Policies and procedures should be subject to regular review and refresh, and should be approved by the Board/Senior Management.

Key questions for RE firms to be asking themselves

There is undoubtedly a lot to think about for firms involved in RE transactions in terms of AML compliance. Some non-exhaustive questions for consideration for Heads of Compliance, MLROs and other Financial Crime Compliance professionals may include:

1. Firm-wide ML risk assessment

• Is my risk assessment documented?
• Does it take into account the holistic range of inherent risks which my business faces as well as an assessment of the effectiveness of the controls I have in place?
• Is it signed off by senior management and used to inform business decision-making?​

2. Risk appetite

• Have I defined/documented my risk appetite statement, including prohibited business which sits outside of this?
•  How do I monitor adherence to my defined risk appetite?

3. Other risk assessments

• Have I developed other risk assessments, particularly to risk-rate customers to inform the level of due diligence applied?
•  How do I ensure that higher risk attributes, such as PEPs and sanctions nexuses, are promptly identified and appropriately handled?

4. Due diligence

• Have I developed clear and comprehensive due diligence procedures which set out the varying standards and requirements depending on the risk rating of the customer which I am doing business with?
•  Do these procedures include steps to be taken at onboarding as well as throughout the relationship?

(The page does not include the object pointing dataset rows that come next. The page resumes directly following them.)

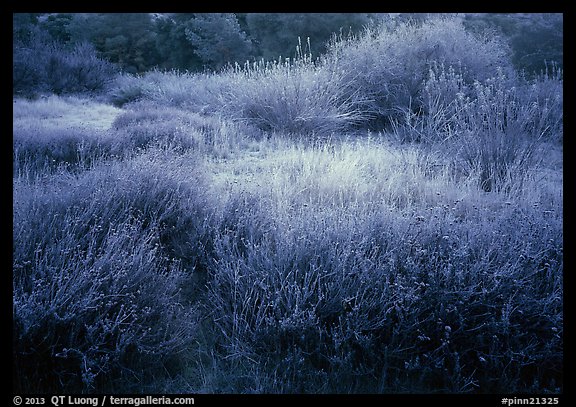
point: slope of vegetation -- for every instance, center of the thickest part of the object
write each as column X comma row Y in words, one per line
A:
column 384, row 219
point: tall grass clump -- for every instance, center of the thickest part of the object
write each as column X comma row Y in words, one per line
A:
column 289, row 96
column 100, row 261
column 294, row 97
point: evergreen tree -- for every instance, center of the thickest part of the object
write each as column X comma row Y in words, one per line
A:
column 218, row 39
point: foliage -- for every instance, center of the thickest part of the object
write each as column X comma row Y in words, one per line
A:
column 41, row 65
column 218, row 39
column 536, row 39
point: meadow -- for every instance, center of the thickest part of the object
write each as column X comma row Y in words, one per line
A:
column 385, row 219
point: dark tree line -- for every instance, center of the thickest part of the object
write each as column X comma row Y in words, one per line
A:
column 48, row 47
column 138, row 42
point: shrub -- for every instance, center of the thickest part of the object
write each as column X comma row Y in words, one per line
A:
column 40, row 67
column 100, row 262
column 293, row 97
column 389, row 66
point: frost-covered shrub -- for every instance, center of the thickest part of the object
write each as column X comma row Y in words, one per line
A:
column 100, row 262
column 389, row 66
column 52, row 68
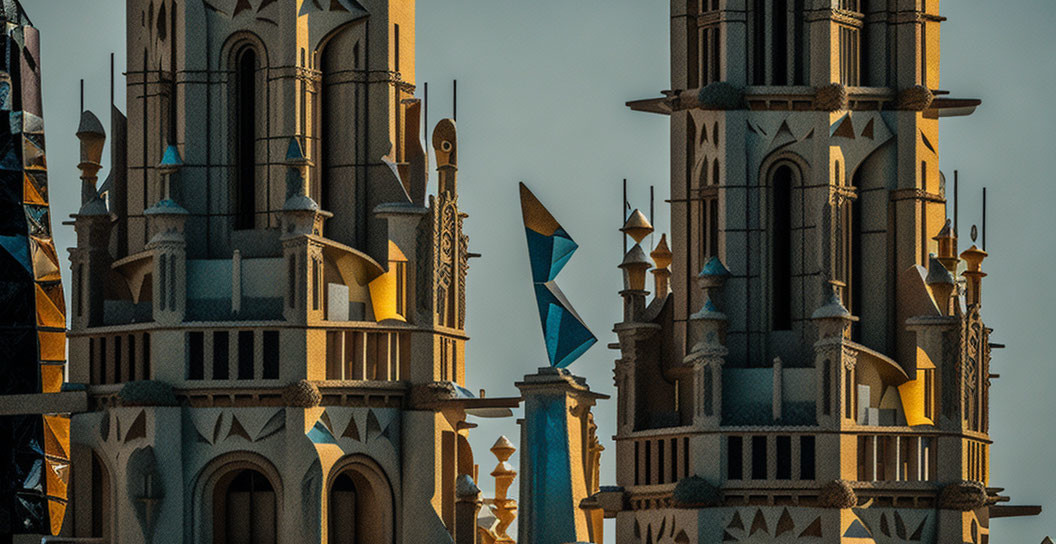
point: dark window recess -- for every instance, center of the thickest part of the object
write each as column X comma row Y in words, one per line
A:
column 807, row 457
column 132, row 358
column 685, row 456
column 396, row 48
column 781, row 245
column 638, row 472
column 798, row 43
column 827, row 388
column 648, row 463
column 245, row 150
column 713, row 227
column 221, row 341
column 195, row 355
column 102, row 360
column 660, row 467
column 270, row 355
column 735, row 457
column 784, row 457
column 93, row 362
column 759, row 42
column 118, row 363
column 245, row 355
column 146, row 356
column 779, row 62
column 759, row 457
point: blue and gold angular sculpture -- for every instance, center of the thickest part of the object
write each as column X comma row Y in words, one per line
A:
column 549, row 249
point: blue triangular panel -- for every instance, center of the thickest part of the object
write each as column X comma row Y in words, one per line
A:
column 320, row 434
column 18, row 246
column 856, row 530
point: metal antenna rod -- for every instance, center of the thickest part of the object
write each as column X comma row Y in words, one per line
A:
column 957, row 201
column 623, row 214
column 984, row 219
column 652, row 219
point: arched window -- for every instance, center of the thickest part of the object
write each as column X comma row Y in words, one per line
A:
column 339, row 129
column 779, row 35
column 827, row 388
column 779, row 53
column 360, row 508
column 245, row 148
column 780, row 189
column 100, row 506
column 245, row 509
column 854, row 275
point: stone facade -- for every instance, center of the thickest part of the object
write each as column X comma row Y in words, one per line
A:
column 817, row 369
column 268, row 308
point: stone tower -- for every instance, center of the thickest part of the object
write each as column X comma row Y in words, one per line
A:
column 268, row 308
column 817, row 369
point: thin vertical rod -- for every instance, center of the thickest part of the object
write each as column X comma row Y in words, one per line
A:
column 984, row 219
column 652, row 219
column 652, row 200
column 957, row 202
column 623, row 214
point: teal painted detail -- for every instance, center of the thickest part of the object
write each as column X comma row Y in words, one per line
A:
column 549, row 513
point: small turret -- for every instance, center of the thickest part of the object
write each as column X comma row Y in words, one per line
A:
column 92, row 138
column 947, row 247
column 974, row 258
column 941, row 282
column 661, row 274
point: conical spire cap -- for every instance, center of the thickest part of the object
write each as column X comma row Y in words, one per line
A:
column 661, row 255
column 637, row 226
column 937, row 274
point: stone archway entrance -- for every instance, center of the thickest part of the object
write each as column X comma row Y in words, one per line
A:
column 360, row 508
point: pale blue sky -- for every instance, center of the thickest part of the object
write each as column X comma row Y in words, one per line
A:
column 542, row 87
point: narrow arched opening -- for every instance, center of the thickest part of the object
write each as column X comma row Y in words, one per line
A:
column 854, row 276
column 780, row 189
column 245, row 145
column 245, row 509
column 101, row 493
column 360, row 506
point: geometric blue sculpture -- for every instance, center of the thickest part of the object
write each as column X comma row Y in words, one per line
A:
column 549, row 249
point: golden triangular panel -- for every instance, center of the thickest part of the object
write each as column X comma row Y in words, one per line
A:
column 30, row 192
column 57, row 477
column 50, row 313
column 51, row 378
column 52, row 345
column 57, row 436
column 45, row 261
column 56, row 512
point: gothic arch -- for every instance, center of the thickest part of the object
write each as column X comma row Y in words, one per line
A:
column 338, row 130
column 784, row 176
column 94, row 519
column 213, row 477
column 359, row 499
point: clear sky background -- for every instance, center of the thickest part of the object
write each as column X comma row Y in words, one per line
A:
column 541, row 91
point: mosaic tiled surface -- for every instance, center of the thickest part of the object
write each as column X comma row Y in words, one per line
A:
column 36, row 469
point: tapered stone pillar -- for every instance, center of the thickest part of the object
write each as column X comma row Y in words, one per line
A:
column 555, row 468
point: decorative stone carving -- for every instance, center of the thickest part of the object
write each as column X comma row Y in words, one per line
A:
column 301, row 394
column 837, row 494
column 915, row 98
column 831, row 97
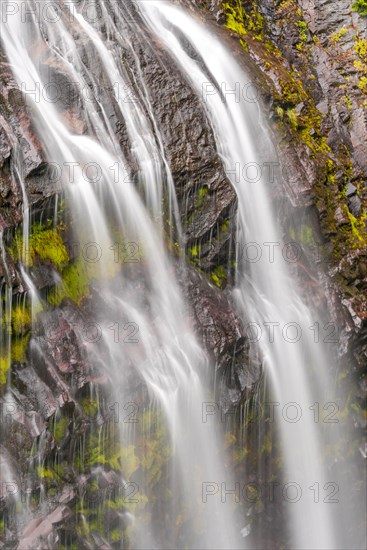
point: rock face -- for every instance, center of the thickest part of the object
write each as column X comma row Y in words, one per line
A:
column 309, row 61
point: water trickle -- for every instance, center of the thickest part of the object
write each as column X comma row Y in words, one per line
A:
column 129, row 197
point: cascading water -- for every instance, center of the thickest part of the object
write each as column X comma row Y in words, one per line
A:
column 167, row 356
column 295, row 362
column 146, row 295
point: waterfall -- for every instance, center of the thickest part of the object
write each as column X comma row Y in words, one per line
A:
column 126, row 193
column 295, row 362
column 166, row 355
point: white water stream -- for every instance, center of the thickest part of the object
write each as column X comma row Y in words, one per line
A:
column 168, row 357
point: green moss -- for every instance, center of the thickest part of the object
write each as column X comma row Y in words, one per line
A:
column 90, row 406
column 45, row 473
column 18, row 348
column 59, row 428
column 361, row 7
column 279, row 112
column 200, row 196
column 74, row 285
column 44, row 244
column 4, row 367
column 293, row 118
column 21, row 320
column 362, row 84
column 224, row 226
column 235, row 17
column 360, row 47
column 337, row 36
column 219, row 276
column 303, row 234
column 303, row 29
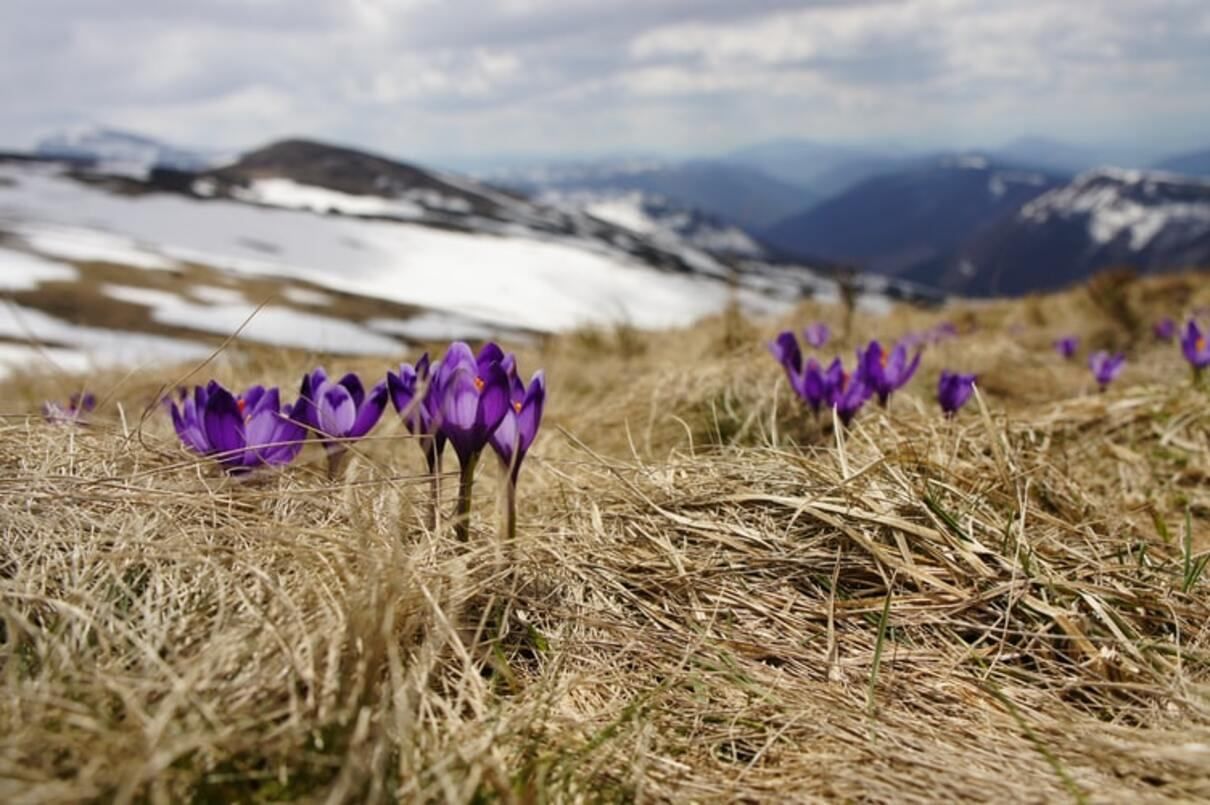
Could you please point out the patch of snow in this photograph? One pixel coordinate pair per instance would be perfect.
(91, 245)
(217, 295)
(543, 285)
(24, 271)
(306, 297)
(1111, 201)
(137, 295)
(99, 346)
(278, 327)
(432, 327)
(16, 357)
(286, 193)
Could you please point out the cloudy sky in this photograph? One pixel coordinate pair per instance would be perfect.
(451, 79)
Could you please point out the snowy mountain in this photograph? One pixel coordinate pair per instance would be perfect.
(1108, 217)
(823, 170)
(350, 253)
(737, 194)
(660, 219)
(893, 222)
(1196, 164)
(110, 150)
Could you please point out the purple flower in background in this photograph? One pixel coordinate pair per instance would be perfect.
(522, 419)
(785, 349)
(242, 432)
(1066, 346)
(413, 396)
(472, 397)
(74, 413)
(848, 395)
(885, 373)
(954, 390)
(338, 409)
(1105, 367)
(817, 334)
(1194, 348)
(338, 412)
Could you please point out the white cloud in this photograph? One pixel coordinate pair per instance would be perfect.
(442, 76)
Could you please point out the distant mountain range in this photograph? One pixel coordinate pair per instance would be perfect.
(1009, 220)
(1196, 164)
(120, 153)
(738, 194)
(1151, 222)
(897, 220)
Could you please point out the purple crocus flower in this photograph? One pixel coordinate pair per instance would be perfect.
(817, 385)
(848, 395)
(1164, 329)
(785, 349)
(472, 397)
(954, 390)
(74, 413)
(242, 432)
(412, 394)
(1066, 346)
(886, 373)
(817, 334)
(1194, 346)
(338, 410)
(522, 419)
(1105, 367)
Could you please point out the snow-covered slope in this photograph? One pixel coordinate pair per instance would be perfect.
(353, 253)
(660, 219)
(110, 150)
(1107, 217)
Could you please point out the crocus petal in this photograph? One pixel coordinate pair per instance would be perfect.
(223, 424)
(787, 352)
(494, 400)
(530, 417)
(335, 409)
(370, 410)
(356, 390)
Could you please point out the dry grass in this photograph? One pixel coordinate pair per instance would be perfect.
(709, 598)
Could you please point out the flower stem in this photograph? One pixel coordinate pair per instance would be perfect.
(511, 511)
(433, 459)
(462, 515)
(336, 461)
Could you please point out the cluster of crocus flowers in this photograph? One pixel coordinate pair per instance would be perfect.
(1105, 367)
(470, 402)
(338, 412)
(465, 400)
(954, 390)
(241, 431)
(877, 372)
(1196, 348)
(75, 412)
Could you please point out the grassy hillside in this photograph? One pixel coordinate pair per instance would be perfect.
(709, 598)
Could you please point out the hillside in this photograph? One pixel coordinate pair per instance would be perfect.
(737, 194)
(1105, 218)
(897, 220)
(709, 596)
(1194, 164)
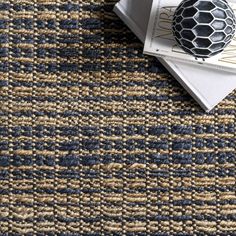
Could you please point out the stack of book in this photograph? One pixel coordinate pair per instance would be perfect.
(208, 82)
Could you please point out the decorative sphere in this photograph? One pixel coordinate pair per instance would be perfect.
(203, 28)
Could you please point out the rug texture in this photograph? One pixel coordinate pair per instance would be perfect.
(97, 139)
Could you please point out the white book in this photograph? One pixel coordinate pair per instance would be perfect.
(207, 86)
(160, 40)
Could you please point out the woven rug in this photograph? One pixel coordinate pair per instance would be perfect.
(97, 139)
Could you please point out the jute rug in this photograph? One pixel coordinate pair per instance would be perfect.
(97, 139)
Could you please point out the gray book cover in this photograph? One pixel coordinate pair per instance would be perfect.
(206, 85)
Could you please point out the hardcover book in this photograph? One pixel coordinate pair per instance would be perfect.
(160, 40)
(207, 86)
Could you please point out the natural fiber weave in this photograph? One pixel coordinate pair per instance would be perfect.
(96, 139)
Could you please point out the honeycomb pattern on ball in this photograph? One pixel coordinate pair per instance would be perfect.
(203, 28)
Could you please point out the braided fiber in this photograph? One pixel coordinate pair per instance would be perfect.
(97, 139)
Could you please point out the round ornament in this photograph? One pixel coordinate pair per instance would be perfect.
(203, 28)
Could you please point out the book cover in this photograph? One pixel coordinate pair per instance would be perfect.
(207, 86)
(160, 40)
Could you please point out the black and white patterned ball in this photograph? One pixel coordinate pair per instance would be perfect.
(203, 28)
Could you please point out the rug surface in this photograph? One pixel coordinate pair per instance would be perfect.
(97, 139)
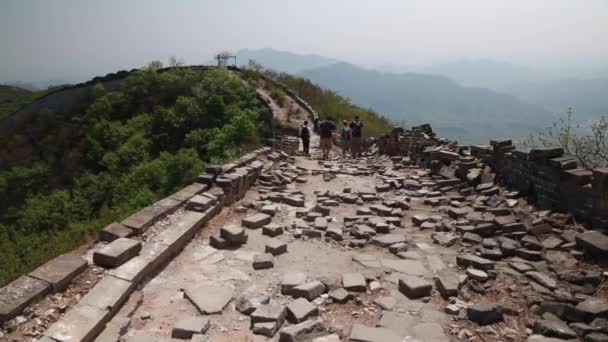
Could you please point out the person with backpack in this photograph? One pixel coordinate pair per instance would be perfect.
(345, 135)
(356, 128)
(305, 136)
(326, 129)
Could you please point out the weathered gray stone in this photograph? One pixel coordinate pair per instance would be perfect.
(272, 230)
(269, 313)
(116, 252)
(263, 261)
(411, 267)
(484, 314)
(265, 328)
(291, 280)
(248, 302)
(200, 203)
(553, 328)
(467, 260)
(447, 284)
(542, 279)
(185, 328)
(362, 333)
(340, 296)
(115, 231)
(60, 271)
(414, 287)
(209, 299)
(234, 234)
(276, 247)
(302, 332)
(23, 291)
(594, 307)
(354, 282)
(152, 255)
(143, 219)
(593, 243)
(300, 310)
(108, 294)
(388, 239)
(82, 322)
(476, 274)
(256, 221)
(310, 290)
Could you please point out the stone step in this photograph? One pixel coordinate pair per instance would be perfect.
(116, 252)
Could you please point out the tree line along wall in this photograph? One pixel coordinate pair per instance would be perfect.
(547, 176)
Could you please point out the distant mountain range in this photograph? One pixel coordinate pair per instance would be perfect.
(469, 100)
(471, 115)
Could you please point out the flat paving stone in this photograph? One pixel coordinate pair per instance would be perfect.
(263, 261)
(116, 252)
(209, 299)
(234, 234)
(272, 230)
(19, 294)
(310, 290)
(362, 333)
(300, 310)
(108, 294)
(388, 239)
(269, 313)
(340, 296)
(199, 203)
(291, 280)
(185, 328)
(354, 282)
(60, 271)
(256, 221)
(411, 267)
(414, 287)
(276, 247)
(81, 323)
(115, 231)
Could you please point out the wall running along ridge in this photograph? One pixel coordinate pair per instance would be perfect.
(222, 184)
(547, 176)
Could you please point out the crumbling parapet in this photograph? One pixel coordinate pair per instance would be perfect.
(550, 178)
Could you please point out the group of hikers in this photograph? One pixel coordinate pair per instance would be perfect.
(350, 136)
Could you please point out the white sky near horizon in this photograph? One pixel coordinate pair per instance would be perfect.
(78, 39)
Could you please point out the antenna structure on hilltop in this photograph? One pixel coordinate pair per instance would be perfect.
(224, 59)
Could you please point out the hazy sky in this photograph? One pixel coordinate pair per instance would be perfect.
(78, 39)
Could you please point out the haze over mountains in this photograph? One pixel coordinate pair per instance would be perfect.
(472, 101)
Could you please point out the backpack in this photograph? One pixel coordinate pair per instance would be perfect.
(326, 128)
(305, 133)
(347, 133)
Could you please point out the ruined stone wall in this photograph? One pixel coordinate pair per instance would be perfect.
(547, 176)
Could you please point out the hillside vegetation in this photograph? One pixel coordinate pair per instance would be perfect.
(329, 104)
(12, 98)
(67, 174)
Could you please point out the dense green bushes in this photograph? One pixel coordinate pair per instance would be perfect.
(127, 150)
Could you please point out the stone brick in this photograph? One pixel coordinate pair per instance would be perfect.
(300, 310)
(116, 252)
(114, 231)
(23, 291)
(263, 261)
(310, 290)
(414, 287)
(354, 282)
(185, 328)
(82, 322)
(60, 271)
(256, 221)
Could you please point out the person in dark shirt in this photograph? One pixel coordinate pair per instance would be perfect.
(326, 129)
(356, 128)
(305, 136)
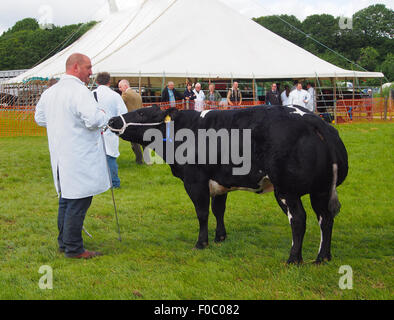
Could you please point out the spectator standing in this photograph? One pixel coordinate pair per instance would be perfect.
(285, 96)
(170, 94)
(133, 102)
(273, 96)
(299, 97)
(189, 97)
(234, 96)
(212, 97)
(74, 120)
(200, 98)
(311, 104)
(113, 104)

5. Roles and Responsibilities

• Is an appropriate individual appointed to undertake AML roles, such as the MLRO and Nominated Officer (“NO”)?
• Are my escalation channels clearly defined so that staff understand when to escalate and Senior Management are actively engaged in AML governance and oversight​?

6. Training

• Are my staff equipped to understand their legal obligations and risk exposures to the business to enable them to undertake business within the parameters of the defined risk appetite? 
•  How do I determine which staff need which training, and how do I monitor that such training is undertaken in a timely manner?

7. Framework

• Are my processes and controls distilled into clear and accessible policies and procedures?
• Are these policies and procedures regularly reviewed and refreshed, and signed off by Senior Management?
• Does my Compliance function actively monitor and evaluate the Business with respect to the AML framework?